Although director Margaret Betts focuses most of her attention on an aspiring nun (Margaret Qualley), Leo's Reverend Mother casts a long and sometimes harsh shadow over the proceedings in Novitiate, a movie about young women whose ages (most are in their teens) make it difficult for them to be as somber as their new surroundings.
Some of the questions that Betts raises about the Church and its adherents can feel imposed on the story, but Betts' filmmaking has a controlled assurance that keeps us locked into her movie in much the same way as the movie's nuns are cloistered in this fictional convent. We may not know why we're there, but, then, neither do all of these young postulates.
Leo's character justifies her strict, sometimes punishing methods by insisting that aestheticism, discipline, and penance provide a proven path to God. The penance Reverend Mother favors can seem indistinguishable from abuse.
When pushed to temper her views, the Reverend Mother feels betrayed. She has devoted her life to behavior she sees as righteous. With the Church insisting on loosening the reigns, Reverend Mother's choices no longer make sense.
Reverend Mother is also disturbed that a patriarchal church can dictate what's appropriate for its female devotees. They'll no longer be required to wear habits.
Novitiate, the movie that contains all this turmoil, revolves around young women who are trying to understand their relationship to Jesus.

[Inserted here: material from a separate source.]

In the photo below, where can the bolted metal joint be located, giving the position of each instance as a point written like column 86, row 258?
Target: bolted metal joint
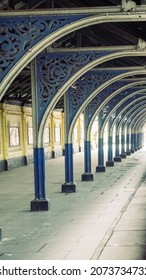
column 128, row 5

They're eager to do the Church's bidding and marry Jesus but their love is touched by large amounts of teenage romanticism and inchoate longing.
Qualley's Cathleen was attracted to the Church at an early age, after having been taken to mass by her mother (Julianne Nicholson). No great believer, Nicholson's character views her daughter's entry into the convent as a tragic mistake.
So why does Cathleen want to become a nun? Her background may have influenced her decision. Cathleen's father (Chris Zylka) cheated on her mother before walking out on the family. Moreover, Nicholson's character doesn't seem able to provide her daughter with some much-needed stability.
Betts stops short of suggesting that Cathleen's decision derives entirely from her upbringing. Her commitment seems to arise from a mysterious place even Cathleen doesn't fully understand. Could her's be a case of true and abiding faith?
Betts doesn't take a judgmental attitude toward the nuns, especially the young aspirants. Cathleen and her fellow novitiates are being trained to combat their desires in order to focus entirely on God. That's a lot to ask of hormonally active teenagers, and not all the novitiates are sure of their calling. One young nun says she joined because she was inspired by Audrey Hepburn in The Nun's Story.
The key question posed by the movie -- and embodied in Qualley's luminous performance -- is whether the attempt to find a path toward God requires squelching kindly impulses, as well as the desire for physical human contact?
Early in the story, one of the sisters (Dianna Agron) leaves the convent because she can't reconcile the softness in her heart with the staunch methods imposed by Reverend Mother. And eventually, even the devout Cathleen can't contain her desires.
Betts leaves us in a state of uncertainty about what she's after: a study of one young woman's search for transcendence or an examination of the wrenching difficulties of changing deeply ingrained values -- or, more likely, both of those things.
Neither of those currents fully satisfies but both provoke interest and absorption.